Il fallait bien justifier le mal-être, la mise à distance, l’autre monde intérieur qui happait l’âme vers un gouffre abyssal ; jusqu’où allais-je tomber ? Rien ne me retenait : ma beauté de jeune fille n’attirait pas, mes parlers littéraires ennuyaient – du moins le croyais-je –, ma foi me gênait et surtout mon sang portait bas un mal héréditaire. Je ne savais donc pas où adresser ma souffrance.
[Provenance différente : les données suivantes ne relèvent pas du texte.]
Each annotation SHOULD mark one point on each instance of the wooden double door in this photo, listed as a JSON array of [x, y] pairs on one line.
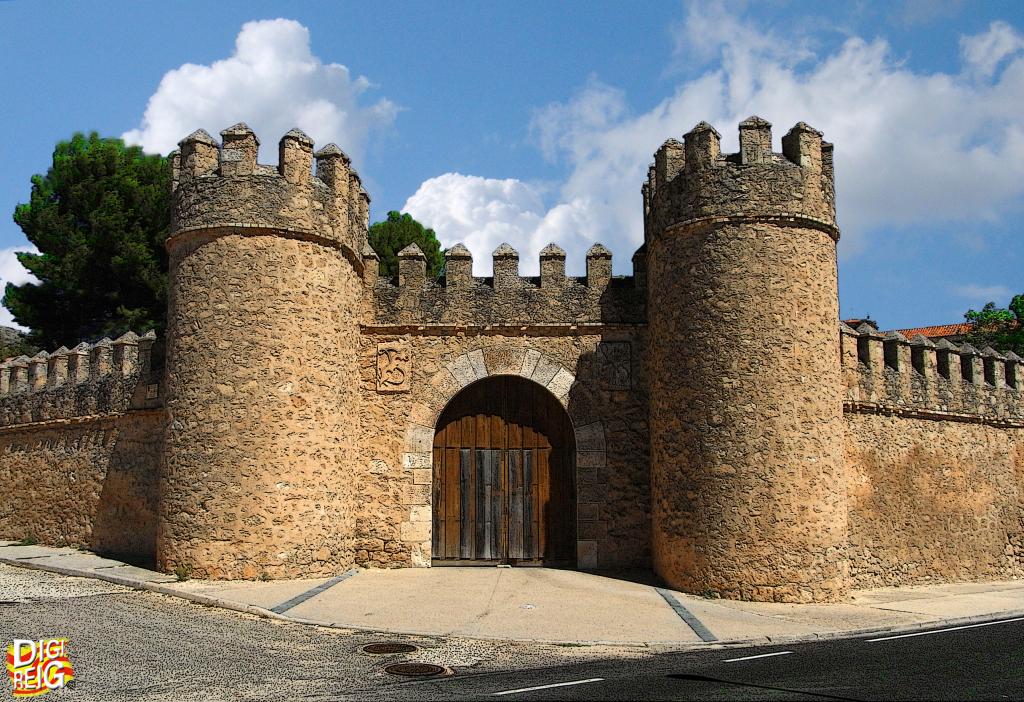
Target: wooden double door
[[503, 477]]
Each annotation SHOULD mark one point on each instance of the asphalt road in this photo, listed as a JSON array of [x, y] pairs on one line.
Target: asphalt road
[[978, 663], [128, 645]]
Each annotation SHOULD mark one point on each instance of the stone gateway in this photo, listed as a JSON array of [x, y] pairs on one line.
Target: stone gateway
[[709, 417]]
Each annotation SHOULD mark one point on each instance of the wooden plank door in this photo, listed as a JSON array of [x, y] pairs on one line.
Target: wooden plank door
[[494, 465]]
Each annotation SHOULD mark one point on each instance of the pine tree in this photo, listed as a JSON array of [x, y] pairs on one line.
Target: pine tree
[[98, 218], [396, 232]]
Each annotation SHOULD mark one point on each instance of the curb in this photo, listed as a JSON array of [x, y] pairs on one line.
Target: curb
[[210, 601]]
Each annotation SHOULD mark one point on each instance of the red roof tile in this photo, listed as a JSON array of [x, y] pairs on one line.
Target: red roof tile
[[938, 331]]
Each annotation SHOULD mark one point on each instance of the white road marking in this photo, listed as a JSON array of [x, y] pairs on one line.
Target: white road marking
[[951, 628], [545, 687], [763, 655]]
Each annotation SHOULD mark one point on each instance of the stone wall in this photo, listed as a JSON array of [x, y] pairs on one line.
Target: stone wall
[[596, 374], [935, 459], [507, 298], [81, 435], [263, 399], [933, 500], [89, 483]]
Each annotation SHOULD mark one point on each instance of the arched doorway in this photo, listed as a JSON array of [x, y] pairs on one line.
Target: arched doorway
[[503, 477]]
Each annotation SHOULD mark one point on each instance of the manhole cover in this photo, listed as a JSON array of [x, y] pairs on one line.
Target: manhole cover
[[388, 648], [415, 669]]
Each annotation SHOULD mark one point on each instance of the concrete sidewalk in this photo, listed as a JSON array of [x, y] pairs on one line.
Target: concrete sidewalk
[[545, 605]]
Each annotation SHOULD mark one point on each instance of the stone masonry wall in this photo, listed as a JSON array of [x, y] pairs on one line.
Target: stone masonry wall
[[90, 483], [81, 433], [935, 459], [263, 415], [604, 395], [748, 490], [265, 300], [933, 500]]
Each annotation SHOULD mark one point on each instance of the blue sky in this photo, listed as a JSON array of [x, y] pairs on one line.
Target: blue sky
[[532, 122]]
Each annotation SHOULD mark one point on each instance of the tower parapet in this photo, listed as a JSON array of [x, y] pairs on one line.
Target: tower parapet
[[693, 181], [222, 185], [748, 490]]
La souffrance a-t-elle un sens ?

On me disait : « la foi renverse les montagnes » et j’avais l’impression qu’on parlait pour quelqu’un d’autre. La montagne, je la connaissais, un peu ; elle avait été le lieu de ma famille, autrefois, bien loin, et elle m’attirait : je ne voulais pas qu’on la renverse justement. Il fallait la grimper au contraire, la prendre à bras-le-corps et c’est ce que j’allais faire, vous allez voir. Peut-être le cantique évoquait-il des montagnes intérieures ? Moi, je voulais bien qu’on renverse mes montagnes, mais il fallait le dire, il fallait en parler de ces montagnes de mensonge, de ces non-dits, de ces pertes de sens où je me perdais dans des chemins de traverse en allant vers les autres, alors que pour moi tout était simple : une tulipe remplissait ma vie, un chat ronflait sur mes genoux, un père me regardait écrire. Alors, pourquoi vouloir détruire ce qui n’existait pas en moi ?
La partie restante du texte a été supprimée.